Objectivity spawned its own set of problems, including giving audiences two or more sides of a story even when the journalist knew at least one side deserved to be ignored. Mindich shows how objective journalism could not overcome certain deep-seated prejudices such as racism. Toward the end of his book, he includes a brilliant chapter on newspaper coverage of lynchings of African-Americans. It took Ida Wells, one of very few African-American woman in journalism at the time, to expose the lies embedded in the supposedly objective coverage of these murders.
Mindich links history to contemporary practice by examining the current debate about objectivity through his 100-year-old lens.

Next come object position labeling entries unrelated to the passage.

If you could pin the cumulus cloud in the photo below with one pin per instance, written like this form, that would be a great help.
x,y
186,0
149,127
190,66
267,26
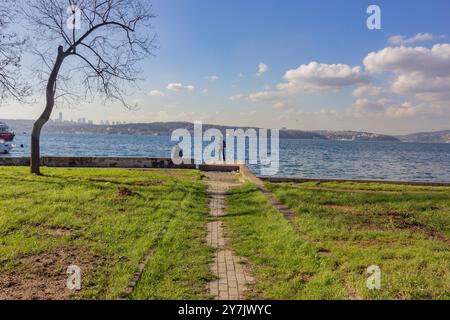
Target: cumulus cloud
x,y
262,68
400,40
382,107
314,77
265,96
156,93
237,97
180,87
404,110
282,105
434,61
369,91
420,71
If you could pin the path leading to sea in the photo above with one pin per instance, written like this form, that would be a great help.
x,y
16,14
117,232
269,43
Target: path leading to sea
x,y
232,278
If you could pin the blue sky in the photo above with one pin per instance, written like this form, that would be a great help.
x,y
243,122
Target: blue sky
x,y
228,40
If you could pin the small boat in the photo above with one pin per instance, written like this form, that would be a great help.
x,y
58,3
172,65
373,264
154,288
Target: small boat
x,y
5,147
5,134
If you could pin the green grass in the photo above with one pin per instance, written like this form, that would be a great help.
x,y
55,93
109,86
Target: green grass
x,y
81,210
405,232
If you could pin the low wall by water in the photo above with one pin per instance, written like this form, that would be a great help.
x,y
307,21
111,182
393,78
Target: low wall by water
x,y
97,162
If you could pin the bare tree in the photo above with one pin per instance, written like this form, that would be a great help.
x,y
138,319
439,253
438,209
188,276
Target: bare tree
x,y
99,46
11,84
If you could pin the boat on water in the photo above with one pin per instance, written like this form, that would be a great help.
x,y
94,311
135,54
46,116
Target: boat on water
x,y
5,133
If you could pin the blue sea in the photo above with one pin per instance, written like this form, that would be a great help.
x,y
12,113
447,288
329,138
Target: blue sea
x,y
298,158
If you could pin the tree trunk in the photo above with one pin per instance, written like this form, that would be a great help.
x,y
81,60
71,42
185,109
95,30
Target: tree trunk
x,y
45,116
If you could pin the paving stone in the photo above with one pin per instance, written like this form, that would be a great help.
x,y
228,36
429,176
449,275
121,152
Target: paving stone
x,y
232,281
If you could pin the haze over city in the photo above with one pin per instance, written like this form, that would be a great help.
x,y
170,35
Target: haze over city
x,y
292,64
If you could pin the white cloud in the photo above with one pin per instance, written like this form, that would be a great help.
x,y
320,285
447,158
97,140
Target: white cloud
x,y
283,105
315,77
262,68
236,97
434,61
265,96
400,40
180,87
369,91
421,72
364,108
404,110
212,78
156,93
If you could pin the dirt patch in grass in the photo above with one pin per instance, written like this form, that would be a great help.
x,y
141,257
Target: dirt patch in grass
x,y
43,276
396,220
123,193
60,232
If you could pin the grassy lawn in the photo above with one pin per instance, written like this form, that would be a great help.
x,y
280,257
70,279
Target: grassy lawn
x,y
405,230
104,221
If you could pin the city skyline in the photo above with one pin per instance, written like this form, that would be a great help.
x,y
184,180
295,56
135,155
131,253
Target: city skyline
x,y
306,66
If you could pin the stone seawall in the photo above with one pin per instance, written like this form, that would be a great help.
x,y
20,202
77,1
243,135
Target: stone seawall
x,y
97,162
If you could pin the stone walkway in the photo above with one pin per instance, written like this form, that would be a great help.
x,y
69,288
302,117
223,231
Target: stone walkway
x,y
232,278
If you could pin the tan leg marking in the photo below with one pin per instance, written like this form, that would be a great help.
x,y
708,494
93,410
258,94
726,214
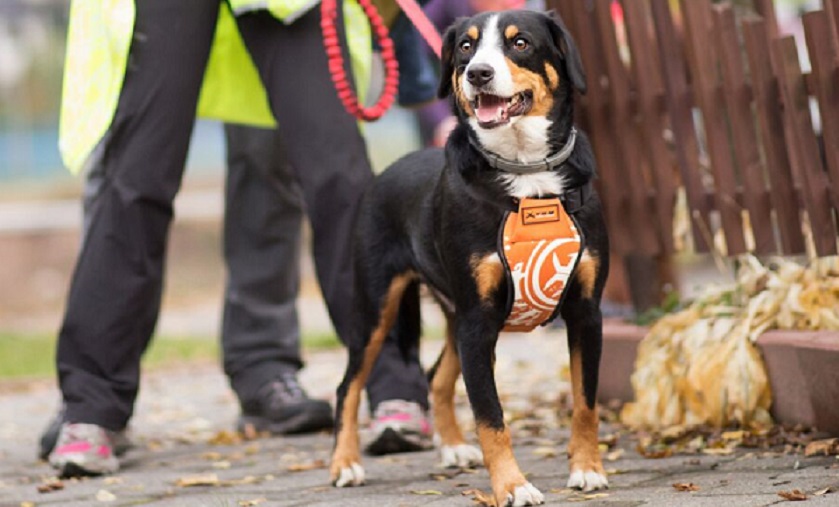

As once-objective daily newspapers face decreasing circulation, general-interest magazines struggle to survive, and network news divisions lay off hundreds at a time, so-called new media, many of them decidedly anti-objectivity, are growing exponentially.
"With so many storytellers - each of the thousands of home pages, for example, is a separate news source - and with so many departing from the information model of objective news, journalists are called on once again to define themselves," Mindich says. "It is no surprise that the nature of news and objectivity should reemerge as an issue so important to the profession."
Mindich never idealizes objectivity, and rightly so. Yet, despite the problems it spawned, objectivity also led many journalists to act cautiously for fear of presenting unbalanced material to the public. Caution by journalists before publishing - no matter what their delivery medium - would be a welcome development.